Le jeune homme serait passé à côté d'un fourgon de police. Lorsque celui-ci est arrivé au niveau de la roue arrière, toujours selon Maître Boniface, un policier l'aurait appelé pour effectuer un contrôle d'identité. C'est là que le ton serait monté. "Abdul Hack Juan n'avait pas à montrer ses papiers", souligne l'avocat qui rappelle qu' "un policier ne peut effectuer un contrôle d'identité qu'en cas d'infraction ou sur réquisition du Procureur". "En l'occurrence, aucune condition n'était remplie", lance le professionnel.

La suite des événements, "les vidéos qui ont été publiées le montrent. Abdul Hack Juan est arrêté de façon violente et brutale", estime l'avocat. Il a également salué "l'intervention digne d'Ibrahim Dindar" qui a tenté de convaincre les policiers de relâcher son beau-fils. En réponse, un agent de la BAC (Brigade anti criminalité) aurait répondu, selon l'avocat, "toi, si tu ne te pousses pas, tu vas te faire bomber la gueule comme les autres".

Maître Boniface estime que les policiers n'ont pas respecté les articles 9 et 12 de la Déclaration des Droits de l'Homme et du Citoyen de 1789. L'article 9 stipule "tout homme étant présumé innocent jusqu'à ce qu'il ait été déclaré coupable, s'il est jugé indispensable de l'arrêter, toute rigueur qui ne serait pas nécessaire pour s'assurer de sa personne, doit être sévèrement réprimée par la Loi". Quant à l'article 12, il est écrit que " la garantie des droits de l'Homme et du Citoyen nécessite une force publique : cette force est donc instituée pour l'avantage de tous, et non pour l'utilité particulière de ceux auxquels elle est confiée". Ces principes n'ayant pas été respectés, selon l'avocat, il demande donc que "cet acte injustifié soit réparé", en invoquant l'article 15 de la Déclaration : "la Société a le droit de demander compte à tout Agent public de son administration".

Pour ce faire, il souhaite que la police soit dessaisie de l'enquête.
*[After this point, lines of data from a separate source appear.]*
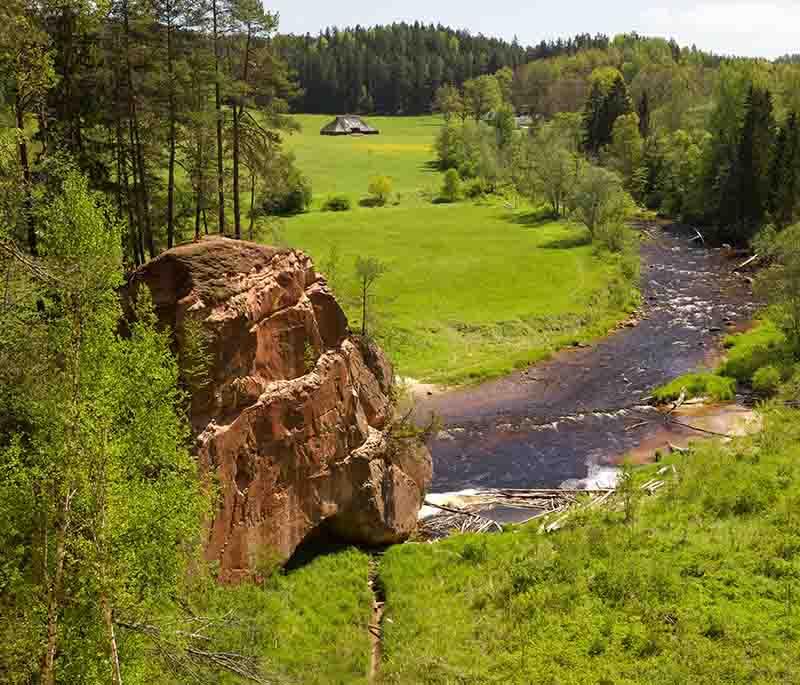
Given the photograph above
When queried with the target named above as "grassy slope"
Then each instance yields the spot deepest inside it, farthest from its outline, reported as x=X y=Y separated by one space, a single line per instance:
x=309 y=626
x=403 y=151
x=701 y=588
x=472 y=290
Plusieurs raisons à cela. D'une part, "elle est partie prenante dans l'affaire. Elle ne peut pas être impartiale", juge Maître Rémy Boniface. D'autre part, il estime que la version donnée par la police "véhicule beaucoup de mensonges". Enfin, l'avocat a signalé que "certaines personnes ont fait l'objet de pressions pour qu'elles ne témoignent pas". Une demande pour que la police soit dessaisie de l'enquête sera déposée ce mercredi après-midi auprès du Procureur de la République. "C'est à cette condition que nous porterons plainte", précise l'avocat.

Par ailleurs, Maître Boniface a appelé les Réunionnais "à ne pas stigmatiser un corps ou une institution. Il y a des policiers très dévoués, très courageux. Seul un petit nombre se prennent pour des cow boys". Interrogé sur l'écho qu'aurait eu cette affaire si la personne interpellée n'était pas le fils de Nassimah Dindar, l'avocat répond : "Je ne sais pas si cela aurait eu un tel écho. Et ça m'attriste qu'une personne anonyme fasse l'objet de violences sans que personne ne réagisse. Cette affaire permet de donner un exemple de ce qui ne doit plus jamais se reproduire", termine t-il.